In [13]:
import pandas as pd
import numpy as np

import warnings
with warnings.catch_warnings():
    warnings.simplefilter("ignore")
    warnings.warn("deprecated", DeprecationWarning)

from sklearn.naive_bayes import GaussianNB
from sklearn.neighbors import KNeighborsClassifier
from sklearn.metrics import accuracy_score
from sklearn import preprocessing, cross_validation
from sklearn.ensemble import RandomForestClassifier, AdaBoostClassifier

from nltk.corpus import stopwords
from nltk.tokenize import word_tokenize

### Dataset contains around 2345796 data values

In [16]:
df = pd.read_csv('test.csv')
df.drop(['test_id'],1,inplace=True)
df = df.dropna()

stop_words = list(set(stopwords.words("english")))

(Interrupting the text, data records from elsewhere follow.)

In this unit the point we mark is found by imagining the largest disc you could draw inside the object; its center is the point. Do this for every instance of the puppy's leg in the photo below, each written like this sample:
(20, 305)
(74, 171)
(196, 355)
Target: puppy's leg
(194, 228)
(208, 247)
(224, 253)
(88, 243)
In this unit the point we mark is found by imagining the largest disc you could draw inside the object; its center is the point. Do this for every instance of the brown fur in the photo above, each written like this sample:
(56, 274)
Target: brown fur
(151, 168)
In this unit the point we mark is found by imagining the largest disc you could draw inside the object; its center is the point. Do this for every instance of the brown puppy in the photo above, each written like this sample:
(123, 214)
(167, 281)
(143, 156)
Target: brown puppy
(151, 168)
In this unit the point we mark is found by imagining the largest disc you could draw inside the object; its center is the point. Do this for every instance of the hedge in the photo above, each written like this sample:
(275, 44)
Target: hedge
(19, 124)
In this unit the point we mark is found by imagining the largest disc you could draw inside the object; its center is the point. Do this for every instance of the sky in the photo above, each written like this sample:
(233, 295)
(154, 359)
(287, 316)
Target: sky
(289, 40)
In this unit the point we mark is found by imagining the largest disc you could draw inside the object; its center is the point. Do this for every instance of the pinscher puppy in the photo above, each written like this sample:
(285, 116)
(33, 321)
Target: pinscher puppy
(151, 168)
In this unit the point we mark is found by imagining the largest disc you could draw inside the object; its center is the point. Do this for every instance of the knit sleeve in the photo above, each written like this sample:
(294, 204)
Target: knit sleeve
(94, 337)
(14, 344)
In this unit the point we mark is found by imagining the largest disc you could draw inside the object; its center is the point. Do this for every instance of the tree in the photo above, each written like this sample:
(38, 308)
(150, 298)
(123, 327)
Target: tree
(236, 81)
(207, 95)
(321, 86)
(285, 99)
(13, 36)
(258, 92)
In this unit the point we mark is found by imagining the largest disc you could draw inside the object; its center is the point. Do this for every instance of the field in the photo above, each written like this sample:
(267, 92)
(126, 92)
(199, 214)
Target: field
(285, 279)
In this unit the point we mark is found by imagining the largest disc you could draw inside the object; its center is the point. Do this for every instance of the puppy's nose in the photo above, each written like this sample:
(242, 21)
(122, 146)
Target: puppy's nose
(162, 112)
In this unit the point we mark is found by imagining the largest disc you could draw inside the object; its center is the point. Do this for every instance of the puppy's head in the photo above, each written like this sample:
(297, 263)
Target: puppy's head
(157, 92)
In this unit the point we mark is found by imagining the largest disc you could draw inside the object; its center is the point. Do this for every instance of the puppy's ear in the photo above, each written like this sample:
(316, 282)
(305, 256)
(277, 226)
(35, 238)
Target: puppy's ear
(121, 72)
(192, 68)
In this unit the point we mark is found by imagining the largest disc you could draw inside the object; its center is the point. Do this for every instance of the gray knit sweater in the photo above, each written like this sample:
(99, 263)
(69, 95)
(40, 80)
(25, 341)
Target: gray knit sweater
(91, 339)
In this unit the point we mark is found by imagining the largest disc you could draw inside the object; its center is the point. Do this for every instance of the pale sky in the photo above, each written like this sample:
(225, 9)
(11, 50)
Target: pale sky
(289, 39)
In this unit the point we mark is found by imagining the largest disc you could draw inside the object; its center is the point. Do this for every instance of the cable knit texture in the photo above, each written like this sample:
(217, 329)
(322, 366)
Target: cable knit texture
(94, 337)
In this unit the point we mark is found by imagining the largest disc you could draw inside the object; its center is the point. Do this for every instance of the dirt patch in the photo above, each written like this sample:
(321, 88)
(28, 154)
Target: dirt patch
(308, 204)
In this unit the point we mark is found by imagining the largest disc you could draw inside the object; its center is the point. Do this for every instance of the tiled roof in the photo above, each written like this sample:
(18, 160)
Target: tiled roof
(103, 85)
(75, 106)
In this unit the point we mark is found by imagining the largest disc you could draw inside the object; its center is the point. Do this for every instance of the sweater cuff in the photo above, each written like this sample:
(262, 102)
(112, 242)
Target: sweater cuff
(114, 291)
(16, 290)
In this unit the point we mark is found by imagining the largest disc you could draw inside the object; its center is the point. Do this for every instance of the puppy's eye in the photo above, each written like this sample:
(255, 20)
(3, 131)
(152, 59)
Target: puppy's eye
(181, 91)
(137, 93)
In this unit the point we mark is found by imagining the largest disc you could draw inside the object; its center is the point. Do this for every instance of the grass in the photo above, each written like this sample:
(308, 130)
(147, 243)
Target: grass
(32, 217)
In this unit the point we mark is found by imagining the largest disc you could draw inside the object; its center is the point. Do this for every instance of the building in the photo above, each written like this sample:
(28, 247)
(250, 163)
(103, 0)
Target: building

question1 = [word_tokenize(i.lower().decode('utf8')) for i in df['question1'][0:10000]]
question2 = [word_tokenize(i.lower().decode('utf8')) for i in df['question2'][0:10000]]

q1 = [w for w in question1 if w not in stop_words]
q2 = [w for w in question2 if w not in stop_words]
 
q1 = [' '.join(w) for w in q1]
q2 = [' '.join(w) for w in q2]

df['question1'][0:10000] = q1
df['question2'][0:10000] = q2

quora = zip(q1,q2)

### Manual validation (need to take care)

In [5]:
try:
    label = []
    for i in quora:
        values = [j.split(" ") for j in i]
        compare = values
        same = [i for i in compare[0] if i in compare[1]]
        if len(same) > 5:
            label.append(1)
        else:
            label.append(0)
except AttributeError, UnicodeDecodeError:
    print('Error occured')

### Convert to numeric data

In [6]:
def handle_non_numerical_data(df):
    columns = df.columns.values

    for column in columns:
        text_digit_vals = {}

        def convert_to_int(val):
            return text_digit_vals[val]

        if df[column].dtype != np.int64 and df[column].dtype != np.float64:
            column_contents = df[column].values.tolist()
            unique_elements = list(set(column_contents))
            x = 0
            for unique in unique_elements:
                if unique not in text_digit_vals:
                    text_digit_vals[unique] = x
                    x += 1

            df[column] = list(map(convert_to_int,df[column]))

    return df

### Split data

In [7]:
df = df[0:10000]
df = handle_non_numerical_data(df)

ft = np.array(df)
lt = np.array(label)

features_train,features_test,labels_train,labels_test = cross_validation.train_test_split(ft,lt,test_size=0.2)

### Gaussian Naive Bayes

In [8]:
clf = GaussianNB()
clf.fit(features_train,labels_train)
pred = clf.predict(features_test)
print(pred)
accuracy = accuracy_score(labels_test,pred)
print(accuracy)

[0 0 0 ..., 0 0 0]
0.633


### AdaBoostClassifier

In [9]:
clf = AdaBoostClassifier()
clf.fit(features_train,labels_train)
pred = clf.predict(features_test)
print(pred)
accuracy = accuracy_score(labels_test,pred)
print(accuracy)

[0 0 0 ..., 0 0 0]
0.633


### RandomForestClassifier

In [10]:
clf = RandomForestClassifier()
clf.fit(features_train,labels_train)
pred = clf.predict(features_test)
print(pred)
accuracy = accuracy_score(labels_test,pred)
print(accuracy)

[0 0 0 ..., 0 0 0]
0.5865


### KNeighborsClassifier

In [12]:
clf = KNeighborsClassifier(n_neighbors=5)
clf.fit(features_train,labels_train)
pred = clf.predict(features_test)
print(pred)
accuracy = accuracy_score(labels_test,pred)
print(accuracy)

[0 0 0 ..., 0 0 0]
0.5645